Sembra, quindi, escluso che la parte che ha assolto alla procedibilità dell'azione giudiziale mediante un verbale negativo di mediazione possa accedere al rito sommario e ciò in quanto onererebbe il giudice a ricercare, in sua vece, la prova: la CTU, com'è ben noto, nei giudizi di responsabilità medica ha natura percipiente e costituisce essa stessa fonte di prova (Cass. Civ., Sez. VI, 3 luglio 2020, n. 13736).

In una simile tale evenienza, dunque, il giudice dovrebbe ordinare il mutamento del rito proprio per ricercare la prova che avrebbe dovuto essere prodotta dall'istante, cioè la CTU. Ma ciò, come si è esaminato, appare ontologicamente incompatibile con il rito prescelto (Nello stesso senso Trib. Udine (est. Carnimeo), ordinanza ex art. 702 ter, c. 5, c.p.c. dd. 20 ottobre 2020: «trattandosi di procedimento sommario ed in mancanza di istanze probatorie dei ricorrenti, che hanno prospettato una decisione sulla base dei documenti prodotti, costituirebbe violazione delle regole in materia di onere della prova dare sfogo alle istanze istruttorie della convenuta nel caso dai documenti prodotti non fossero desumibili le prove del nesso causale e del danno»).

Conclusioni

Le considerazioni che si sono fin qui svolte portano a ritenere che, in tema di responsabilità medica, il rito sommario di cognizione possa legittimamente introdursi solo quando la condizione di procedibilità è rappresentata dall'ATP (Cfr.
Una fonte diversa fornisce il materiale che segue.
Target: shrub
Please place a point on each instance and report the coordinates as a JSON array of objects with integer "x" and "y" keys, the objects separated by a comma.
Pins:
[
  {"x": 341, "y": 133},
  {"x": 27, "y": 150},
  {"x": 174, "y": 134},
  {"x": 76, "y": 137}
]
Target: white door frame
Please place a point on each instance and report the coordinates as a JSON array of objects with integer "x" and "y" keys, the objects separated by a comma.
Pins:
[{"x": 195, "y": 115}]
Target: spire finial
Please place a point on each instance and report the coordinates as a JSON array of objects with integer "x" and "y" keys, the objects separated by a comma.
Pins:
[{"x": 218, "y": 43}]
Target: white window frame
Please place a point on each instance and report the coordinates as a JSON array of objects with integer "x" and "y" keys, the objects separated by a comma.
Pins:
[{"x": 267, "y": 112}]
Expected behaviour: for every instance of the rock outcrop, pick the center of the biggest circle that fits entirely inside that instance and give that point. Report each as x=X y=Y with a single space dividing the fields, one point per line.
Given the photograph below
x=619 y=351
V. Amirante, op. cit.: «Al Tribunale di Roma si ritiene che in linea di massima ove la parte abbia assolto la condizione di procedibilità con il procedimento per ATP ex art. 696 bis c.p.c. il giudizio di merito andrà introdotto con ricorso ex art. 702 bis e svolto con il rito sommario, ove invece abbia svolto il tentativo di mediazione il giudizio di merito andrà introdotto con citazione e svolto con il rito ordinario». Nello stesso senso, si veda M. Bove, Responsabilità sanitaria ed esperimento di ADR come condizione di procedibilità: su alcune questioni aperte, in Riv. arb., 3, 1° settembre 2019, p. 587, nota n. 9: «A mio parere il rito “naturale” dovrebbe essere quello ordinario ove la soluzione della lite esiga lo svolgimento di una CTU non compiuta prima della causa, mentre dovrebbe essere il rito sommario ove non vi sia bisogno dell'acquisizione del sapere tecnico»).
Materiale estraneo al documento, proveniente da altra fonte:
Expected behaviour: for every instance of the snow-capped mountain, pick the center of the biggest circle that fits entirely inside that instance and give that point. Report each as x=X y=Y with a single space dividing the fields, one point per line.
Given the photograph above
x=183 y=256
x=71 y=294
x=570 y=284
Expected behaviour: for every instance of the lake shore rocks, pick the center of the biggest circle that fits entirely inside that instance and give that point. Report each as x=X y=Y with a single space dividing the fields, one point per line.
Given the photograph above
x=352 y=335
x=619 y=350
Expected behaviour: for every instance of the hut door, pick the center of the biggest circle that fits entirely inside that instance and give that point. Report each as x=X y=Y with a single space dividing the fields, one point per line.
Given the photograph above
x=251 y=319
Nel caso in cui, diversamente, la parte sia in possesso del verbale negativo di mediazione la causa di merito andrà introdotta solo accedendo al rito ordinario.

Qualora, in questa ipotesi, l'interessato – sbagliando – dovesse, invece, optare per il rito sommario, il giudice dovrà applicare il secondo comma dell'art. 702 ter e dichiarare inammissibile la domanda con ordinanza non impugnabile siccome non rientrante in quelle indicate dall'art. 702 bis, letto in unum con l'art. 8 della Legge Gelli.
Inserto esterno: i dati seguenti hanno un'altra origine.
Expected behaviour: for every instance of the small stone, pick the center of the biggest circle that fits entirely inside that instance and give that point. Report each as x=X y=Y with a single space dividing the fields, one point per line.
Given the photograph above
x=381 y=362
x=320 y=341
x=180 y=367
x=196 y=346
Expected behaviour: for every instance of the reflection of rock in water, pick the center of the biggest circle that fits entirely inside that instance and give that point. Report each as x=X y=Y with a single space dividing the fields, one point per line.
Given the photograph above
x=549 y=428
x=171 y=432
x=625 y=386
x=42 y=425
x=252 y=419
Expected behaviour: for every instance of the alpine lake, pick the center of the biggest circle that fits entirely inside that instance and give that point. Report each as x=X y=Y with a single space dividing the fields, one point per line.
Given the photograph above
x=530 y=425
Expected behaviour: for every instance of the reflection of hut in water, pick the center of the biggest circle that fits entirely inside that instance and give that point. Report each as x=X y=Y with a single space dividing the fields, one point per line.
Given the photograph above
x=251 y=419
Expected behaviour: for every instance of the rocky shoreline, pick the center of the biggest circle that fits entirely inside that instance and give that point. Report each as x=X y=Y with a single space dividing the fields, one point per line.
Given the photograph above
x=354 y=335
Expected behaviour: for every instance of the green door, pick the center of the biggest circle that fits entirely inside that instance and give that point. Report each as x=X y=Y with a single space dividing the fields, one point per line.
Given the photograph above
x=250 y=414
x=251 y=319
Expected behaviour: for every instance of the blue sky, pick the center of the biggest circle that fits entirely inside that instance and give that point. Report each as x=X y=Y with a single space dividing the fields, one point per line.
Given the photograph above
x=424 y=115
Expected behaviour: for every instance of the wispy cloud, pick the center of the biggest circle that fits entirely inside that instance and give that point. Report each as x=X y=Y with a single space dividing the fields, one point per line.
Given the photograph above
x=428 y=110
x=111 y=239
L'improcedibilità non potrebbe essere, infatti, pronunciata in quanto la mediazione si è svolta, diversamente dal caso in cui la parte avesse adottato il rito sommario in totale assenza sia della mediazione che dell'ATP: in tale ipotesi, pertanto, il giudice dichiarerà l'improcedibilità e provvederà ai sensi dell'art. 8, l. n. 24/2017 (in senso conforme, si veda M Polizzi, L'accertamento tecnico preventivo obbligatorio nelle controversie per responsabilità sanitaria: note sparse, in diritto.it, 18 febbraio 2020: «Come osservato in letteratura, è possibile affermare che, sulla base del tenore letterale della norma di riferimento, la facoltà di scelta tra l'atp conciliativo e la mediazione è concessa al preteso danneggiato solo nel caso di introduzione della conciliazione ante causam; diversamente, il giudice che si avveda del mancato esperimento della conciliazione concederà il termine perentorio di quindici giorni per la presentazione della sola istanza di atp ex art. 696 bis c.p.c.»).